Reputation: 21
I have very important question cause I must make a presentation about map-reduce. My Question is:
I have read that the file in map-reduce is divided into blocks and every blocks is replicated in 3 different nodes. the block can be 128 MB is this Block the input file? i mean this 128 MB block will be Splitting into parts and every part will go to single map? if yes so this 128 MB will be divided into Which Size? or the File breaks into blocks and this blocks is the input for mapper I'm little bit confused.
Could you see the photo and tell me which one is right.
Here HDFS File is divided into blocks and every singel block 128. MB will be as input for 1 Map
Upvotes: 2
Views: 557
Reputation: 419
HDFS stores the file as blocks and each block is 128Mb in size (default). Mapreduce processes this HDFS file. Each mapper processes a block (input split). So, to answer your question, 128 Mb is a single block size which will not be further split.

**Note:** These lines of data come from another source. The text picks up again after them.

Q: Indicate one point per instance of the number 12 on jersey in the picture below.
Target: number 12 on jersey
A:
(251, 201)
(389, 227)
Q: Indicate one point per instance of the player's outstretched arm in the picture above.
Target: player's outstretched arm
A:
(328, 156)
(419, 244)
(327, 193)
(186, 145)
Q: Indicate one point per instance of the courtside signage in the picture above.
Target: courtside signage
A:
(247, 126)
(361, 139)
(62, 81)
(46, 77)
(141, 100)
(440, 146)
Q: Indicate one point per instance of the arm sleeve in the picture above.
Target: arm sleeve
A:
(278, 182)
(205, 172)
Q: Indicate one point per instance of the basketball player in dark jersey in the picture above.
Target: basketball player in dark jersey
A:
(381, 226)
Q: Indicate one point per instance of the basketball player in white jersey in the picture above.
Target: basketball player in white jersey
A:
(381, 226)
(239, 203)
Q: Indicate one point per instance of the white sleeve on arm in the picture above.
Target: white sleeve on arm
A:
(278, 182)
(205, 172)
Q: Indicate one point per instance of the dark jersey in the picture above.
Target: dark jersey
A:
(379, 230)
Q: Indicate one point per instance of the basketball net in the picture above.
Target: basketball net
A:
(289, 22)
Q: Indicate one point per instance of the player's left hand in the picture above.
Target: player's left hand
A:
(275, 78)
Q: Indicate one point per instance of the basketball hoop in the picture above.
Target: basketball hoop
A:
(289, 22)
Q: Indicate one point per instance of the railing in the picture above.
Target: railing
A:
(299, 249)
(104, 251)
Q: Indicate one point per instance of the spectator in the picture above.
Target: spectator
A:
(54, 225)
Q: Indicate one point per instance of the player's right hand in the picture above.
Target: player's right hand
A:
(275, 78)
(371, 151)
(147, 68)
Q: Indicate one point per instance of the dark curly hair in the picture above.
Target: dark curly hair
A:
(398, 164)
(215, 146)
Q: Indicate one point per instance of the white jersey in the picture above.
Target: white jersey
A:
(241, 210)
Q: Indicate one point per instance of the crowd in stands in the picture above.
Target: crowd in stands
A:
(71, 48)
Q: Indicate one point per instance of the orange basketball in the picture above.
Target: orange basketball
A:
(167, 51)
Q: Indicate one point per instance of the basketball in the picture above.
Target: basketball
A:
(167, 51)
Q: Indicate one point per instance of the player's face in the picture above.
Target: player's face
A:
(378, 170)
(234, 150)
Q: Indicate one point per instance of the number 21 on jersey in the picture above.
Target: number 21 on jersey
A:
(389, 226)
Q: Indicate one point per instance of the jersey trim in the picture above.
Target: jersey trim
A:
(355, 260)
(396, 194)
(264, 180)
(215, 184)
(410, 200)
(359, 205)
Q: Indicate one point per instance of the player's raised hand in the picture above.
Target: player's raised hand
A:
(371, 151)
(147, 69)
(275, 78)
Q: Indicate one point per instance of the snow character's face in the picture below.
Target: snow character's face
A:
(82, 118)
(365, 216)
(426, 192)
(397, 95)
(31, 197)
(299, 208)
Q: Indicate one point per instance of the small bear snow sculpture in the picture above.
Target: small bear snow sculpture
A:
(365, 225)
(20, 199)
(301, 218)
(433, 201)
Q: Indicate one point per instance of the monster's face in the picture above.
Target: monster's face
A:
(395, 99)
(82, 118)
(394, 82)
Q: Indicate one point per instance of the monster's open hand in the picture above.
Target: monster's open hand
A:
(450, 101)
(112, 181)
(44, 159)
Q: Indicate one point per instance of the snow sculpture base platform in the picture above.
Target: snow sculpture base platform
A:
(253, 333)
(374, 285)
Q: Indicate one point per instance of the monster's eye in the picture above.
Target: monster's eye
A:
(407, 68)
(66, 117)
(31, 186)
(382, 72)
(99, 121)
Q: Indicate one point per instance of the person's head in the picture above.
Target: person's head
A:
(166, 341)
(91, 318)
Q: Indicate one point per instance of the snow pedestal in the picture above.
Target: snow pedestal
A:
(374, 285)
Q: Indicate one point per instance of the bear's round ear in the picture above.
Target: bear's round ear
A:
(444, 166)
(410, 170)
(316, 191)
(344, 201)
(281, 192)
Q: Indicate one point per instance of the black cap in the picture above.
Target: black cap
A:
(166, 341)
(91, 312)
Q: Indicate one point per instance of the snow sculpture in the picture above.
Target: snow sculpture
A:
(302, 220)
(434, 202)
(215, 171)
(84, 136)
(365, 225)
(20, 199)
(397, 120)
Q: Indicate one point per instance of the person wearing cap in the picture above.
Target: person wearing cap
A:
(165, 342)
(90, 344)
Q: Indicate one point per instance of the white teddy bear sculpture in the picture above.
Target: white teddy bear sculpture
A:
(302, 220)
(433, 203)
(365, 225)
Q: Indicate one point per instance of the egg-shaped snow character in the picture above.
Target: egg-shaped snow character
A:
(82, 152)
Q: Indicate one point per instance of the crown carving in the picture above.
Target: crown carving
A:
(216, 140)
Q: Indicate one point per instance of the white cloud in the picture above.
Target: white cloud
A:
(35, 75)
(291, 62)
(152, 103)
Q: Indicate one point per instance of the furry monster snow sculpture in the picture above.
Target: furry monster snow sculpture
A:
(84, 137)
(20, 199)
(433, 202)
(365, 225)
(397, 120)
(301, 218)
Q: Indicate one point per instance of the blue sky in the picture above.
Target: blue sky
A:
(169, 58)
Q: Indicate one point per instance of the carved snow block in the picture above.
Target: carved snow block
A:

Note : input split size used in mapreduce context is logical split, whereas the split size mentioned in the HDFS is physical split.
Upvotes: 1
Reputation: 858
Let's say you have a file of 2GB and you want to place that file in HDFS, then there will be 2GB/128MB = 16 blocks and these block will be distributed across the different DataNodes.
Data splitting happens based on file offsets. The goal of splitting the file and store it into different blocks, is parallel processing and fail over of data.
Split is logical split of the data, basically used during data processing using Map/Reduce program or other data-processing techniques in Hadoop. Split size is user defined value and one can choose his own split size based on the volume of data(How much data you are processing).
Split is basically used to control number of Mapper in Map/Reduce program. If you have not defined any input split size in Map/Reduce program then default HDFS block split will be considered as input split. (i.e., Input Split = Input Block. So 16 mappers will be triggered for a 2 GB file). If Split size is defined as 100 MB (lets say), then 21 Mappers will be triggered (20 Mappers for 2000MB and 21st Mapper for 48MB).
Hope this clears your doubt.
Upvotes: 1